Ever since the Bretton Woods agreements – the accords after the Second World War
which bequeathed the architecture for the modern international financial system
– America's trading partners have been left to cope with the impact of
Washington's control and, in more recent years, the hegemony of the dollar as
the dominant global reserve currency.
The Chinese believe, for example, that the Americans persuaded Britain to stay
out of the euro in order to prevent an earlier move away from the dollar. But
Chinese banking sources say their discussions have gone too far to be blocked
now. "The Russians will eventually bring in the rouble to the basket of
currencies," a prominent Hong Kong broker told The Independent. "The Brits are
stuck in the middle and will come into the euro. They have no choice because
they won't be able to use the US dollar."

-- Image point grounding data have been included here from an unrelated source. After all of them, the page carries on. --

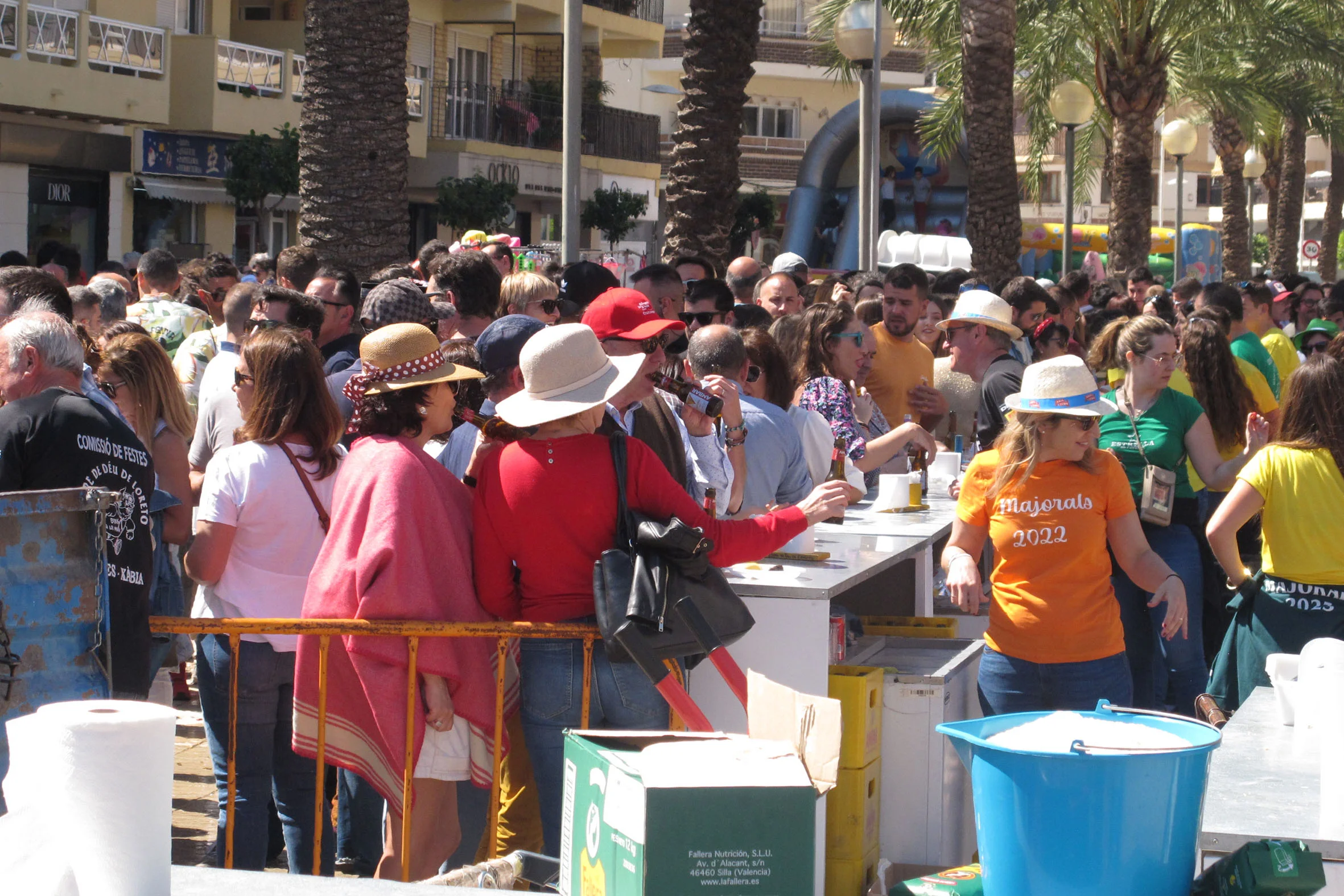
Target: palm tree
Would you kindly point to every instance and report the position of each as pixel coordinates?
(353, 150)
(702, 194)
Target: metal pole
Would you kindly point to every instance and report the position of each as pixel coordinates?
(1069, 202)
(573, 114)
(866, 210)
(1181, 215)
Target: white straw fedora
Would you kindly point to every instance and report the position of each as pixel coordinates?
(565, 371)
(1059, 386)
(983, 307)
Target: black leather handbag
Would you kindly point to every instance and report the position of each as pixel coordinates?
(656, 593)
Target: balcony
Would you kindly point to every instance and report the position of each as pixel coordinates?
(515, 117)
(90, 66)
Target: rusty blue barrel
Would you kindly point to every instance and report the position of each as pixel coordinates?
(53, 601)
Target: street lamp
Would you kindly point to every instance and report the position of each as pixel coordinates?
(864, 45)
(1179, 139)
(1071, 104)
(1253, 168)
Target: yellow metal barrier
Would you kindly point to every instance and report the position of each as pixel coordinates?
(413, 632)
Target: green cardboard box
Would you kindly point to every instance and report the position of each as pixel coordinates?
(1264, 868)
(673, 815)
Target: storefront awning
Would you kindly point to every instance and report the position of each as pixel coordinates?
(198, 192)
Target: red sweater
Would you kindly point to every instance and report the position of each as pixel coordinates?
(549, 510)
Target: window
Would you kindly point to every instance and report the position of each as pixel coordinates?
(1209, 190)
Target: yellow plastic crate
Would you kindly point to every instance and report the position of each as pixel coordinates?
(851, 876)
(859, 692)
(852, 811)
(910, 626)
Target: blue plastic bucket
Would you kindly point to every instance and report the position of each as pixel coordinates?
(1086, 823)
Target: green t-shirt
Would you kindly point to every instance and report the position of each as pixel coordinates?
(1163, 429)
(1248, 347)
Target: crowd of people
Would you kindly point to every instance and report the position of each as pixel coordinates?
(291, 441)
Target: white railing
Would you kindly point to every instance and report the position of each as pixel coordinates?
(416, 97)
(240, 65)
(9, 24)
(51, 32)
(123, 45)
(296, 77)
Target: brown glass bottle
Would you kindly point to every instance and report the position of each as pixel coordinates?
(838, 473)
(492, 426)
(692, 395)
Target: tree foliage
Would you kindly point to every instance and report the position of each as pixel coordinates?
(476, 202)
(613, 211)
(262, 166)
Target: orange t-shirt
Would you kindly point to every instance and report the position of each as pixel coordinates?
(1053, 600)
(898, 367)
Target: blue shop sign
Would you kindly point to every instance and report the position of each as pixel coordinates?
(167, 154)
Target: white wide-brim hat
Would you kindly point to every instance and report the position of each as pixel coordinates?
(1059, 386)
(983, 307)
(565, 371)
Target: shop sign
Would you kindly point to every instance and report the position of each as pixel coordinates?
(186, 155)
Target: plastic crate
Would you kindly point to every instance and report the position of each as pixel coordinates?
(859, 692)
(910, 626)
(852, 811)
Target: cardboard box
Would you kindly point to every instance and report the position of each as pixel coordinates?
(670, 813)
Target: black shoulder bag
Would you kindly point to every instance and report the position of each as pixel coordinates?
(656, 593)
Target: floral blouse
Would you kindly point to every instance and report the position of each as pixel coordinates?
(830, 398)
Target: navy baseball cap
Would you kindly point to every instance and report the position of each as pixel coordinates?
(500, 343)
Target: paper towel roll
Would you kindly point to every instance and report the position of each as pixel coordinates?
(98, 774)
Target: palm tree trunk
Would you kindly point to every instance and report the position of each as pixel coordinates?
(1230, 147)
(1135, 93)
(1328, 263)
(1292, 183)
(353, 150)
(993, 215)
(702, 194)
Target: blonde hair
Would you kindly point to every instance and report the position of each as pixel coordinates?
(1019, 449)
(526, 287)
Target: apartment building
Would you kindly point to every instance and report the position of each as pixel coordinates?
(116, 116)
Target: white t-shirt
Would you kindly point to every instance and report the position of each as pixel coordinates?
(255, 489)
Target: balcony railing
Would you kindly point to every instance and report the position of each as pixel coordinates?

Chinese financial sources believe President Barack Obama is too busy fixing the
US economy to concentrate on the extraordinary implications of the transition
from the dollar in nine years' time. The current deadline for the currency
transition is 2018.
The US discussed the trend briefly at the G20 summit in Pittsburgh; the Chinese
Central Bank governor and other officials have been worrying aloud about the
dollar for years. Their problem is that much of their national wealth is tied up
in dollar assets.
"These plans will change the face of international financial transactions," one
Chinese banker said. "America and Britain must be very worried. You will know
how worried by the thunder of denials this news will generate."
Iran announced late last month that its foreign currency reserves would
henceforth be held in euros rather than dollars. Bankers remember, of course,
what happened to the last Middle East oil producer to sell its oil in euros
rather than dollars. A few months after Saddam Hussein trumpeted his decision,
the Americans and British invaded Iraq.